We'll never know if Clinton might have exceeded even the tumultuous reception accorded to Jackie Kennedy in 1961, however, because Mrs. Clinton's visit here as part of her husband's seven-day European tour was one of the best-kept secrets in town.

"It would have been mobbed" had the public been allowed in, said Julia Makris-Frencia, one of the Hillary fans at the Sorbonne who seemed thrilled by their heroine's appearance but frustrated in any hope of approaching her.

Mrs. Clinton never gave the poor city a chance. She did a little shoe shopping Wednesday on the Rue Saint-Louis en L'Ile--at Todd's and Apostrophe--but no one breathed a word to the press, so there were few photographers to alert the locals that a celebrity was abroad, and zero mention in today's papers.

She seemed to go out of her way to ensure a tepid response to her speech. Not one sentence in her solemn, 39-minute address at the revered university was designed for applause, and no one clapped except when she began and ended. Those two long, loud ovations, however, suggested this audience was eager to raise hosannas if she had only offered a punch line here, a little call to arms there.
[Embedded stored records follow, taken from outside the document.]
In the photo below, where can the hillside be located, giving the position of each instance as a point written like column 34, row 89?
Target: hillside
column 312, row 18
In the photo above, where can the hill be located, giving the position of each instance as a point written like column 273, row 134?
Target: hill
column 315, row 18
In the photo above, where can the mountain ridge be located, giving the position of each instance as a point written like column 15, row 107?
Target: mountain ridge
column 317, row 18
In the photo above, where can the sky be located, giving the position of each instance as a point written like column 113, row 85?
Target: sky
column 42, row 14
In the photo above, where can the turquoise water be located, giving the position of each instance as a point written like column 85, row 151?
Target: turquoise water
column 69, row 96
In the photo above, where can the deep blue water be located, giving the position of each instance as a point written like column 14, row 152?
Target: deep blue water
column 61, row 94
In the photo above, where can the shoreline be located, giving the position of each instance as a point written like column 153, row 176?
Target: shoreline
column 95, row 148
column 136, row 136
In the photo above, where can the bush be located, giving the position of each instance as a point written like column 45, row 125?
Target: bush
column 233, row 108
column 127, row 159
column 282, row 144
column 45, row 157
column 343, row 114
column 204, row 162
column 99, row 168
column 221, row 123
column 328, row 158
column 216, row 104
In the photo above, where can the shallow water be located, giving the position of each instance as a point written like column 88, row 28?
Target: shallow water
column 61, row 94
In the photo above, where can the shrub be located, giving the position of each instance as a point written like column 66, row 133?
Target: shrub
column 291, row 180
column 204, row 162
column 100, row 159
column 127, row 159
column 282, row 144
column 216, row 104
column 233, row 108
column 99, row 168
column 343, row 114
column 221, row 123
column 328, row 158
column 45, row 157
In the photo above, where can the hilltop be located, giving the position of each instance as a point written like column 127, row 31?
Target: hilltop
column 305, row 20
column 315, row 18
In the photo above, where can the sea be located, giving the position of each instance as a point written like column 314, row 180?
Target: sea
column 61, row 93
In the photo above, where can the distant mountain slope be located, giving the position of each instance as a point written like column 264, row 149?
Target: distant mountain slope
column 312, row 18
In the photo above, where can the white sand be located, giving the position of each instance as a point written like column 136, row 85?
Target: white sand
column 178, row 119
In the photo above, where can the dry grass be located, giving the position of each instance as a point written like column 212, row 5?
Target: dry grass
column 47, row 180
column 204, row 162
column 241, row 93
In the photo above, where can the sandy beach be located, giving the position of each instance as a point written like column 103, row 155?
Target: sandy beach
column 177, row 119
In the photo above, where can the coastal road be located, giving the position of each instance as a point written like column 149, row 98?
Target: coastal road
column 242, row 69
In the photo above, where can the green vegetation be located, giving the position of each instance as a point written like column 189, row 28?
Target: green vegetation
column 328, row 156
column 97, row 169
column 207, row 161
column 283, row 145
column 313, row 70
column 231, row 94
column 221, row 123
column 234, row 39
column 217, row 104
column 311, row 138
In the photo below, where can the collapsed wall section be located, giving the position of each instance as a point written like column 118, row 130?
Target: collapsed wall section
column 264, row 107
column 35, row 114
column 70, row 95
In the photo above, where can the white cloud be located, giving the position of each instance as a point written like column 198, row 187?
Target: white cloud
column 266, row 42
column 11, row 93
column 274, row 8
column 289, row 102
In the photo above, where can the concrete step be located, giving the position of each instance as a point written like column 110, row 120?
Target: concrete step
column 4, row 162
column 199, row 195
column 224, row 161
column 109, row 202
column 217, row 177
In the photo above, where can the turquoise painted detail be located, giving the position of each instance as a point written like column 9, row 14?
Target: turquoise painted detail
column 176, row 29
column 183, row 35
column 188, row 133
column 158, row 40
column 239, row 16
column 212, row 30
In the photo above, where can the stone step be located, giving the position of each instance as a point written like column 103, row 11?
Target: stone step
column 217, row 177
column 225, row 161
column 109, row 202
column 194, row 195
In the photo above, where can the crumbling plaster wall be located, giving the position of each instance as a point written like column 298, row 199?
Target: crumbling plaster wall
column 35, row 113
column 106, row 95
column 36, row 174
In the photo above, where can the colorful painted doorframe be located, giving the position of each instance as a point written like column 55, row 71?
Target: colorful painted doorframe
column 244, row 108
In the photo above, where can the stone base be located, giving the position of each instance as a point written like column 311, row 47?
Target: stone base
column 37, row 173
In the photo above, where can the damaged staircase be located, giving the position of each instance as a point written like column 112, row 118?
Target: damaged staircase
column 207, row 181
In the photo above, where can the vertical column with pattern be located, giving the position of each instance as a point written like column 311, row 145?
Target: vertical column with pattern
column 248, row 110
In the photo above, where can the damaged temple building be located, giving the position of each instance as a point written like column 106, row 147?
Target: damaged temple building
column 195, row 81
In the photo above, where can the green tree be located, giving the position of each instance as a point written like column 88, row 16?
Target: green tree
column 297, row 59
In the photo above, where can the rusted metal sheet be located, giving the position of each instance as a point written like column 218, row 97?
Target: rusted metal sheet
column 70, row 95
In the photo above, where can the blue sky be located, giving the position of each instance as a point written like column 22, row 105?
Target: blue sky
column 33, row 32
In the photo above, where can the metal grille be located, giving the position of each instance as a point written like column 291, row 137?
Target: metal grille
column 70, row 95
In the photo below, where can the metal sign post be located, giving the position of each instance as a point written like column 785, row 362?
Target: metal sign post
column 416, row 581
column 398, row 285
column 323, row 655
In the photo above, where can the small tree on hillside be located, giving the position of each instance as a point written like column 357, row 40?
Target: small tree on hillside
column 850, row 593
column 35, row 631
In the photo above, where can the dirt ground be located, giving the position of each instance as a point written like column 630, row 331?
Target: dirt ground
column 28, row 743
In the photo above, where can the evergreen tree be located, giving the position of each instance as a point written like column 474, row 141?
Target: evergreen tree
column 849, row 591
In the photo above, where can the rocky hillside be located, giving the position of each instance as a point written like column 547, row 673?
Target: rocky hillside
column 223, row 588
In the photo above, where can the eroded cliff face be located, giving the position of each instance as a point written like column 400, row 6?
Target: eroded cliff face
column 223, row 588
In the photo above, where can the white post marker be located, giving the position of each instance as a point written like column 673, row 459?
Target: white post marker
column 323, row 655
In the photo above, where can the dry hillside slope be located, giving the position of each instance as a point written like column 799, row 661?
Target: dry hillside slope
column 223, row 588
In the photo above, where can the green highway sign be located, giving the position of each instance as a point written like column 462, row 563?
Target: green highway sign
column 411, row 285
The magnificent but cozy auditorium was nearly half empty, and the event received virtually no advance publicity.

Clinton shook no hands at the Sorbonne, except those of four local dignitaries-- President Jacques Chirac's wife, Bernadette, among them--who were haltingly led onstage shortly before the guest of honor turned and left. All her other events were private, including a reception the Clintons hosted at the U.S. Embassy, and the Wednesday night dinner with the Chiracs at Chez L'Ami Louis, a bistro in the Marais district.

Parisians who did make it into the first lady's speech--like Caroline and her schoolmates--are well aware that she is likely to run for the Senate from New York. They seemed almost eager to send some francs to her campaign.

"I think she could lead the country," said Valentine Kahn-Sriber, 15. Asked about l'affaire Lewinsky, she rolled her eyes and said, "The French were supportive of Hillary because of lot of people thought Bill Clinton had been hard to her. He's not a good husband."

The girls gamely followed the Sorbonne speech, even though it took 23 minutes of stentorian oratory about "globalization," the evils of Slobodan Milosevic and the wisdom of Voltaire, Rosseau and America's "forefathers and foremothers" before Clinton dispensed with the introductions and announced: "Today I want to focus on the . . . civil society."

From there, it was an additional 16 minutes of grave, somber analysis of the need for a greater world community, where good citizens can be created only by civil societies.

Afterward, Bucharest-born and Barnard-educated Eva Maze, a retiree, declared the speech a great success. "It must have been very easy for the interpreter," Maze said, "because her pace was so good."

That was a kind way of saying the first lady spoke . . . very . . . slowly . . . and . . . clearly.

CAPTION: Chelsea Clinton, next to lawyer Samuel Pisar, listens as her mother delivers a speech at the Sorbonne.